Genghis Khan non entrerà mai in Parlamento e il suo volto non sarà mai stampato su una scheda elettorale. La Suprema Corte della Mongolia ha bocciato la costituzione del partito “intestato” al temibile imperatore.
La notizia è stata resa pubblica a Natale quando i giudici mongoli hanno respinto definitivamente la richiesta presentata da un gruppo di cittadini che premevano per la costituzione del Chinggis Khan Party. Le motivazioni sono stringate quanto nette: non si possono formare partiti che nel nome richiamino persone. Fosse anche il mitico fondatore dell’Orda d’Oro, venerato ancora come il padre della Patria mongola a distanza di 850 e passa anni dalla nascita.
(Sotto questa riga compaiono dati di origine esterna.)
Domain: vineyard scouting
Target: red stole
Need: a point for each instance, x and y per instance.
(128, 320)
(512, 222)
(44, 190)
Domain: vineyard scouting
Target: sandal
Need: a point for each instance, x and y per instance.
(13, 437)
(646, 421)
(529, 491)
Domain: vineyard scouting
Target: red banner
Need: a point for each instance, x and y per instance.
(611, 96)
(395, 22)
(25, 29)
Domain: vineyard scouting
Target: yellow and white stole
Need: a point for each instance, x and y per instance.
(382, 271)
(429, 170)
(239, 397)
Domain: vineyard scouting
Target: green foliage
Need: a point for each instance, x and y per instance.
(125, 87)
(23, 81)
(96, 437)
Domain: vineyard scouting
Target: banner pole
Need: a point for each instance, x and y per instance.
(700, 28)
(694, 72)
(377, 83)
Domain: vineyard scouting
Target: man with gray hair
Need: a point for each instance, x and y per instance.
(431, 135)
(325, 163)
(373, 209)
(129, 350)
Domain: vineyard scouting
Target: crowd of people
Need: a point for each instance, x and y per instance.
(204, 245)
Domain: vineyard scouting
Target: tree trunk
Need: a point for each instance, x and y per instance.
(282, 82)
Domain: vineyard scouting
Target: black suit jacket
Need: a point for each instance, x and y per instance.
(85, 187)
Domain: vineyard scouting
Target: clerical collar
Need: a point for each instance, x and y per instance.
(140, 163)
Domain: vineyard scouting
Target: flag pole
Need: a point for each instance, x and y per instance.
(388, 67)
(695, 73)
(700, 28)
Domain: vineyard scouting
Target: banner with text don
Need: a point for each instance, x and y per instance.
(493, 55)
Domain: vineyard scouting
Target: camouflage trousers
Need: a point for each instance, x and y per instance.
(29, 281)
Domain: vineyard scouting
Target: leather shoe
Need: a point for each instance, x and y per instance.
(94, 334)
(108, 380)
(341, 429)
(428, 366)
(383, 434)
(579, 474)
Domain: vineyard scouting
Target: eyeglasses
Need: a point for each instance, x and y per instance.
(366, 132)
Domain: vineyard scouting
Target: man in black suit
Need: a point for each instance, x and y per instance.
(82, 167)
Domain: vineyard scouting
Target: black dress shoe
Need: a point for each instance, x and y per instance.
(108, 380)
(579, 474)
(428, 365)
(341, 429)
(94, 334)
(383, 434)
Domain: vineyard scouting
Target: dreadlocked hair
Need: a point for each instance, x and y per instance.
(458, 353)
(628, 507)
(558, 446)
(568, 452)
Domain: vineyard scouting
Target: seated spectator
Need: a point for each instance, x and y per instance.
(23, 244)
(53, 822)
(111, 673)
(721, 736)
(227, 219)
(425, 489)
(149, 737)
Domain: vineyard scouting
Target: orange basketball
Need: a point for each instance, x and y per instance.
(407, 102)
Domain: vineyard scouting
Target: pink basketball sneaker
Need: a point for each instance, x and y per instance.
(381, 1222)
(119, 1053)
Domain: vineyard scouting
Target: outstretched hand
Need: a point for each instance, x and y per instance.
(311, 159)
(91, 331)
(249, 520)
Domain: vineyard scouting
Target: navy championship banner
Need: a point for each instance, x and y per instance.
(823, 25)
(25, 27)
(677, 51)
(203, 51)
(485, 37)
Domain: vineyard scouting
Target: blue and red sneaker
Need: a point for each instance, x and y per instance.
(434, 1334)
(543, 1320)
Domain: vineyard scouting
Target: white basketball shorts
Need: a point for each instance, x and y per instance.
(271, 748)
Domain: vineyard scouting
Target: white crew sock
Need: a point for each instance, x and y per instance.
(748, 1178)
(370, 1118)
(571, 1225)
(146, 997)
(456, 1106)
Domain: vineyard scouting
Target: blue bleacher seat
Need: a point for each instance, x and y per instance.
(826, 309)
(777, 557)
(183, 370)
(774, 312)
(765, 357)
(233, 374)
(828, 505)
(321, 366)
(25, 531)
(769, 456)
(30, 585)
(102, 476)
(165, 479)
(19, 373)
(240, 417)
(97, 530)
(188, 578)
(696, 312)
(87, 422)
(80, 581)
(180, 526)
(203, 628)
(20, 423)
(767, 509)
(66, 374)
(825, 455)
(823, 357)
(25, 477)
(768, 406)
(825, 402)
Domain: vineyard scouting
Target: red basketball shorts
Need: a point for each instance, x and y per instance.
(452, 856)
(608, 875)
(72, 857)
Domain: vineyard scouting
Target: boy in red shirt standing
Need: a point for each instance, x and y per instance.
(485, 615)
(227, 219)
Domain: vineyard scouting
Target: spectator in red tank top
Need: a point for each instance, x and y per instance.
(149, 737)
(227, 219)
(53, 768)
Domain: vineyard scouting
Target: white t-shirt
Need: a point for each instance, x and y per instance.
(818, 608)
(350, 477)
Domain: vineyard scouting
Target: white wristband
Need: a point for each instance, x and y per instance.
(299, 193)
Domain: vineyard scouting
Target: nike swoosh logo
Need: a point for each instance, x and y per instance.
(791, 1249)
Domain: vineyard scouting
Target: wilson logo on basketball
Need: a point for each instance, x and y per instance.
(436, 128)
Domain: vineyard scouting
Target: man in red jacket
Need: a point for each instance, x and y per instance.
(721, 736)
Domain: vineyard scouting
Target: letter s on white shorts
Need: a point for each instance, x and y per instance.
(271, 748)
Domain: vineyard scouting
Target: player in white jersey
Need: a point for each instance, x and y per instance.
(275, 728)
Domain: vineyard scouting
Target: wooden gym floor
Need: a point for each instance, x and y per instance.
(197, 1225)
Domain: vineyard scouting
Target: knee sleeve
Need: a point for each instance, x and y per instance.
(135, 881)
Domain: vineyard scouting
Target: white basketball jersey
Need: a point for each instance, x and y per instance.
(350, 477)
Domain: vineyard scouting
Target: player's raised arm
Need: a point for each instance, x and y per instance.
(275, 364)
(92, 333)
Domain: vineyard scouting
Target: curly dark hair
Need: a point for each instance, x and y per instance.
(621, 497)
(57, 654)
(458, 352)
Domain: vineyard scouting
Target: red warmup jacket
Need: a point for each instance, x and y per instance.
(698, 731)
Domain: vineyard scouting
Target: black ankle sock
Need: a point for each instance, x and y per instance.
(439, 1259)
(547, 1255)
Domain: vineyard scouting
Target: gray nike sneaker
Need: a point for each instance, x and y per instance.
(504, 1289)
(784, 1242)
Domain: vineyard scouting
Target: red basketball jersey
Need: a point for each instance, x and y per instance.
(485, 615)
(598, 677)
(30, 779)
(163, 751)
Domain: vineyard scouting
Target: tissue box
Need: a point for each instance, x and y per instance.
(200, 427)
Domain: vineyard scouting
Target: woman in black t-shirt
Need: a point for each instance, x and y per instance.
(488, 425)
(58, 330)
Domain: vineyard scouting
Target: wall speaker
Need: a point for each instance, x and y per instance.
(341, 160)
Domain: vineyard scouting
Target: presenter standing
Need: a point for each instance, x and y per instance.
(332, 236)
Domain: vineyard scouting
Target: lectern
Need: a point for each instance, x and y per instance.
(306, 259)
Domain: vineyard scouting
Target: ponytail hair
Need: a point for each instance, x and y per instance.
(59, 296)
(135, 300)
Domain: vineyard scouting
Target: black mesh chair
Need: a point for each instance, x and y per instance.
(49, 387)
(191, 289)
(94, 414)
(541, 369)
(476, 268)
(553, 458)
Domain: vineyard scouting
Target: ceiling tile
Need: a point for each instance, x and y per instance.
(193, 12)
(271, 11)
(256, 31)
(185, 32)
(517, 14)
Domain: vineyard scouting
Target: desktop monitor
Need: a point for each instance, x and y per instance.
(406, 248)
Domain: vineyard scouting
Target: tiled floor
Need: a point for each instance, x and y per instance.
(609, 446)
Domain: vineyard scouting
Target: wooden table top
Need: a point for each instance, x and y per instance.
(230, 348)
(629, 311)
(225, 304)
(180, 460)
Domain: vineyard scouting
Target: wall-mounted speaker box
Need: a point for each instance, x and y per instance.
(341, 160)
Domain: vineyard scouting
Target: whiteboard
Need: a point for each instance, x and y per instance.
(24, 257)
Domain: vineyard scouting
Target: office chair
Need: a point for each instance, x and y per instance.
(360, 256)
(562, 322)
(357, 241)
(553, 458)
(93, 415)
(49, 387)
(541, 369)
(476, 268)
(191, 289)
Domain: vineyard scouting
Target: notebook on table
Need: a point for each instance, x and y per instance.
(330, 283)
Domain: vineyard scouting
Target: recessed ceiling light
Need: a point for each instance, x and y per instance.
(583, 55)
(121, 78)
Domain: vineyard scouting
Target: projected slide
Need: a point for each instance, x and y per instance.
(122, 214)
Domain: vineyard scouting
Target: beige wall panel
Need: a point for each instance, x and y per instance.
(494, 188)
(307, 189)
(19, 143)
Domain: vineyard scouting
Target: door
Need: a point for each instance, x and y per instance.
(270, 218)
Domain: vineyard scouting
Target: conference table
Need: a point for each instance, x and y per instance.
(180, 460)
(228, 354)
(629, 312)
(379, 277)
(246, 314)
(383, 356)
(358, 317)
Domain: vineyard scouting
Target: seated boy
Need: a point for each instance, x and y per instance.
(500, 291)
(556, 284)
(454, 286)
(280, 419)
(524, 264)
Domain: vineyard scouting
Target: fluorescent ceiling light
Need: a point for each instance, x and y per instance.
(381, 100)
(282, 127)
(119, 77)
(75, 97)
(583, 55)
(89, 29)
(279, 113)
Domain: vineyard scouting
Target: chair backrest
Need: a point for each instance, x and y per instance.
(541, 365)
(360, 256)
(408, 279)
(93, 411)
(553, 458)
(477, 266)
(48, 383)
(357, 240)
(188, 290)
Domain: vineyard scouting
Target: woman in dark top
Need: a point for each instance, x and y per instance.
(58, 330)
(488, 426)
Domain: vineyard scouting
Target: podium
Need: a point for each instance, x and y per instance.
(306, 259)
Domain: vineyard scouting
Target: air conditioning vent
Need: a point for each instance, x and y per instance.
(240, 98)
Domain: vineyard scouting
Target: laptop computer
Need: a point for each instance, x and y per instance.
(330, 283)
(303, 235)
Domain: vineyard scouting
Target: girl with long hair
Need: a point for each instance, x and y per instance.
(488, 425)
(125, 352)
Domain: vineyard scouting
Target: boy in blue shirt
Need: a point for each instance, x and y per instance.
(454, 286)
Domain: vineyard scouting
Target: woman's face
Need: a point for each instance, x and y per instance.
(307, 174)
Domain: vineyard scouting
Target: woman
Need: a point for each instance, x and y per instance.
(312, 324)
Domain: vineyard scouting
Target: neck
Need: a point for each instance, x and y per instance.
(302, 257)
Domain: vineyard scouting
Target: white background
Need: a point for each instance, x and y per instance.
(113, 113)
Basta con il culto della personalità. E poi c’è un altro motivo: il numero degli estensori della richiesta è troppo esiguo. Altro che Orde, Genghis Khan ne ha richiamati pochini di seguaci.
Attualmente, dalle parti di Ulan Bator, ci sono ventidue partiti. L’ultimo a essere ammesso – in ordine temporale – nel panorama politico è il partito conservatore. Al governo c’è una coalizione di centrosinistra, all’opposizione i socialisti rivoluzionari.